Typically, one act of regime violence leads to a frenzied cycle of public anger at the regime, followed by a swift breakdown of law and order.

Homs — along with Hama, Hama city, Deir al-Zor and Deir ez-Zor province — have been particularly violent and politically charged areas. The Assad regime instituted a terror tactic to eradicate its foes and force them out of the country: setting fires in government buildings, farms and hospitals.

But the violence is not just confined to the presidential compound. That’s what sparked the present violence against defection-identified guards.

The fires, some have observed, spread like wildfire, conflagrating a wide swath of the city of Homs. This was not just some feud between rival tribes, some have argued.
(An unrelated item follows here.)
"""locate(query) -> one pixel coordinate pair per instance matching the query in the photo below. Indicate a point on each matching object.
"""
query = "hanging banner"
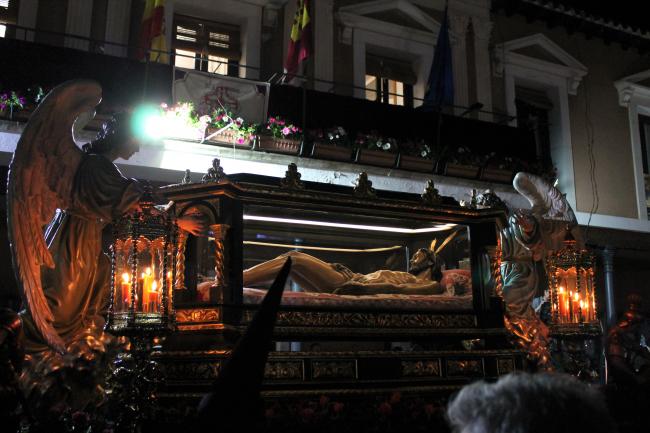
(244, 98)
No, there was an attempt at subversion and overthrow of the regime, according to the government.

As the government’s news agency SANA reported, over 160 government buildings were severely damaged by fire between February 4 and February 18. Many of the casualties of these attempted fires were civilian. It’s a “myth that there was no legitimate resistance to protect the public from an attempted state terror,” according to SANA.

Now, 24 of those who were eventually executed, are slated to be burned in two episodes on television screens that viewers won’t have had to pay attention to at all. What they might have seen: A truck with a man, on fire.